R.Şanal'ı geçtiğimiz yıl televizyon programı yaptığımız sırada tanımıştım. İki kez programa konuk olmuş, Kuantum düşünce tekniğini anlatmıştı. O gün telefonlarımız kilitlenmişti. İlgi alanıma böyle girdi Kuantum. Sonra bu konuda dünyadaki en önemli isimlerden biri olan kuantum fiziği profesörü Fred Alan Wolf geldi Türkiye'ye... İki günlük bir konferans verdi. Onu dinlemek isteyenler 800 YTL'yi gözden çıkarıp Swiss Otel'e koştular Ben de R. Şanal'ın kitaplarını bir kez daha elime aldım, okudum. Ondan değişim öyküleri dinledim
(Kendi yaşadığı müthiş değişimi de...) ve içsel enerjinin ne demek olduğunu kavradım. Aslında bize bizi, bize hayatı anlatıyordu. Düşünce sistemimizi ya da kodlarımızı değiştirerek bütün bir hayatı değiştirebileceğimizden söz ediyordu. Yani insanın kendi hayatının efendisi olma durumundan... Hatta, programda stüdyoda o meşhur kol testini yaparak isteklerimizle, sıkı sıkıya sarındığımız inançlarımız arasındaki farkı ve bu ikilemin bizi nasıl etkilediğini göstermişti... Kuantum düşünceyi şöyle tarif ediyordu: Sıradan düşünce biçimleri kendisini tekrar eden, etkisiz ve sınırlı enerjilerdir. Değiştirme ve oluşturma güçleri yoktur. Daha çok vehim, kuruntu, başıboş hayaller biçiminde akar. Oysa Kuantum düşünce derin düzeyde, atom altı alanda etkili olabilecek tarzda bir yaratıcı düşünce biçimidir. Yani bu şu demekti: Biz içimizi sınırlayıcı ve engelleyici düşünce kalıplarıyla dolduruyorduk. Ama bunun yerine güçlendirici inançlar koyduğumuzda hayatımızın bu yeni inançlar doğrultusunda değiştiğini görebilirdik. "Zihinde ne varsa dışarıda da o oluyor" diyor R. Şanal. "Tersine bir deyişle dışarıda olup biten her şey, zihinde olup bitenlerin açılımından ibarettir. Siz önünde sonunda size bir haksızlık yapılacağına inanıyorsanız, hiç merak etmeyin bu gerçekleşecektir.

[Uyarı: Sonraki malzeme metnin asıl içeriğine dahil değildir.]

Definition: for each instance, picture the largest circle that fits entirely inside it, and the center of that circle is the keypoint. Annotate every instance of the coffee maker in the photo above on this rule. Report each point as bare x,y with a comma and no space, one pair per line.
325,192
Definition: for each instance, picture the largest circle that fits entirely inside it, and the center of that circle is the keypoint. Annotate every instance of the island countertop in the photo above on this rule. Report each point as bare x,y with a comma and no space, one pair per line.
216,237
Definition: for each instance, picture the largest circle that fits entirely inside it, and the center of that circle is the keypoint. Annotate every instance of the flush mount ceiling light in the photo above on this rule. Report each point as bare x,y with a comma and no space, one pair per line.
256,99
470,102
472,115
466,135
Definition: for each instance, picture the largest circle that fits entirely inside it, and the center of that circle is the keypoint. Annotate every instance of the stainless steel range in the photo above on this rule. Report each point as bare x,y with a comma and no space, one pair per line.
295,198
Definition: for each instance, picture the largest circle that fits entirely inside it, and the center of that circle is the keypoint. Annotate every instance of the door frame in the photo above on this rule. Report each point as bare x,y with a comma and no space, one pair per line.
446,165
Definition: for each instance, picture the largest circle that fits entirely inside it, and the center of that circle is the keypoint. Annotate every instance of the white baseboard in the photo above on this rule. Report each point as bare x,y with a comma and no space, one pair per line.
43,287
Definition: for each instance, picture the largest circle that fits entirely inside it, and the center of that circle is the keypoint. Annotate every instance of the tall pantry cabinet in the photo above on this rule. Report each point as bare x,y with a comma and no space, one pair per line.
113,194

Başarmak için koşturup duruyor ama sonuca ulaşamıyorsanız, bilin ki aslında başarıdan korkuyorsunuzdur" diyor. Hepimiz başarıya odaklı yaşıyoruz değil mi? O zaman ne yapmalıyız? İşte elime geçen yeni kitap 'Kuantum Sıçrama' bu yöntemleri anlatıyor. Yani çekirdek inancımızı değiştirmeyi... Yani yeni bir strateji belirlemeyi... Ben müthiş değişim öyküleri dinledim... Benzer öyküler kitapta da var. Bir de hastalıklar ve organlar ile ilgili bir bölüm var. Her organ neyi temsil ediyor ve temsil ettiği duygular ne tür rahatsızlıklara yol açıyor... Bir okuyun derim. Bu da kendinize bayram hediyeniz olsun. Unutmayın, herkes kendi hayatının efendisidir.
Bugünkü Tüm Yazıları
Kendi hayatının efendisi olmak
Yayın tarihi: 12 Ekim 2007, Cuma
Web adresi: https://www.sabah.com.tr/2007/10/12/gny/baliksirti.html
Tüm hakları saklıdır.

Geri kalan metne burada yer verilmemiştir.